PJD. Scénario le plus probable: Elotmani secrétaire général, Ramid président du CN
Le vote du Conseil national du PJD suscite une interrogation générale concernant le nom du successeur de Benkirane. Après 9 ans de mandat, un changement de leadership interviendra le 10 décembre prochain.
Contrairement aux autres partis politiques, il n'y a pas de candidatures. Celui qui veut diriger doit être proposé, coopté par ses camarades, à l’instar de tous les mouvements fréristes. Ce sont les congressistes qui sont habilités à proposer le nom de leur favori dans un vote à bulletin secret.
Après avoir procédé au 1er dépouillement des bulletins, apparaissent les noms proposés. Les concernés, ceux dont les noms sont apparus, doivent exprimer alors leur désir d'accepter ou de refuser de poursuivre l’aventure électorale et de se soumettre à un second tour de vote.
Près de 2.000 votants procèderont alors à un nouveau scrutin pour départager les noms de ceux qui ont recueillis leurs faveurs lors du 1er tour.
Pour le moment, le scénario le plus probable est l'élection de Saâdeddine Elotmani comme secrétaire général. Un fauteuil qu'il connaît bien et une responsabilité qu'il a déjà assumée. Tous les indices montrent qu'à ce stade, Elotmani est l'unique favori.
Les autres noms qui reviennent sont Mostafa Ramid et Abdelaziz Rebbah. Aucun d’entre eux n’a répondu à nos sollicitations pour confirmer ou pas son désir de succéder à Abdelilah Benkirane. En général, même lorsqu'ils souhaitent le poste, les dirigeants du PJD se refusent à le confirmer publiquement. Cela ne se fait pas.
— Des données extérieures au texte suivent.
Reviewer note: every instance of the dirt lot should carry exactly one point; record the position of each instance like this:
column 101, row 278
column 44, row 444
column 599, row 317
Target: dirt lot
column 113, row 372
La culture du parti est ainsi.
Si beaucoup avancent que Saâdeddine Elotmani est bien parti pour devenir le numéro 1 du parti, il faut rappeler que depuis sa création, le PJD a souvent porté à sa tête des candidats inattendus.
Ce fut notamment le cas en 2008, lorsque l’actuel président du Conseil national avait été remplacé à la surprise générale à la tête du parti, par son challenger Benkirane qui accomplira deux mandats de leader.
Pour cette élection de 2017, les congressistes qui soutiendront Elotmani reprendront à leur compte les paroles de Benkirane qui affirmait qu’il n’était pas possible de diriger l’exécutif sans être en même temps à la tête du parti pour pouvoir travailler sereinement et avoir les mains libres. "Je peux être chef du parti sans être chef du gouvernement, mais je ne peux pas être chef du gouvernement sans être chef du parti," a-t-il déclaré en 2016.
Mostafa Ramid semble être favori pour devenir président du Conseil National, le parlement du parti et donc numéro deux de fait et de droit. Il a d'ailleurs lui-même démenti dans un post facebook et à notre confrère Mowatine toute velléité de prendre la tête du PJD.
Pour ce qui concerne Abdelaziz Rebbah qui s’était lui aussi positionné contre l’amendement de l’article 16 des statuts du parti pour permettre au secrétaire sortant de rempiler, personne n’est en mesure de confirmer s’il acceptera ou pas de participer au suffrage du 10 décembre prochain. Mais il n'a pas l'assise des Ramid ou Elotmani.
Après la décision du Conseil national d’éliminer une 3ème candidature de Benkirane, l’implosion du parti n’aura pas lieu mais son affaiblissement actuel n’est finalement que le fruit d’une bataille d’égos entre un candidat non déclaré et les légalistes respectueux des statuts du 1er parti du Maroc.
Les départs de Benkirane et de Chabat annoncent la fin de la séquence populiste à la tête de deux grands partis. Le RNI a également changé de dirigeant et vit une refondation complète. Il va absorber l'UC. Les deux inconnues restent l'indéchiffrable Ilyas El Omari et le mystère insondable qui entoure l'avenir du MP.
Pour être fixé sur les intentions des autres chefs de petits partis, il faudra attendre la fin du mandat du socialiste Driss Lachgar (2021) pour l'avenir de l'USFP et le congrès du PPS (2018) pour connaître le sort de Nabil Benabdellah.
En principe, si Elotmani devient le chef du PJD, le gouvernement aura plus de marge et plus de sérénité pour mener son action. L'idée générale au sein des partis qui le dirigent, est celle d'un exécutif avec plus de travail concret pour améliorer le quotidien des Marocains et moins d'incantations et de haine sociale semée tous les jours.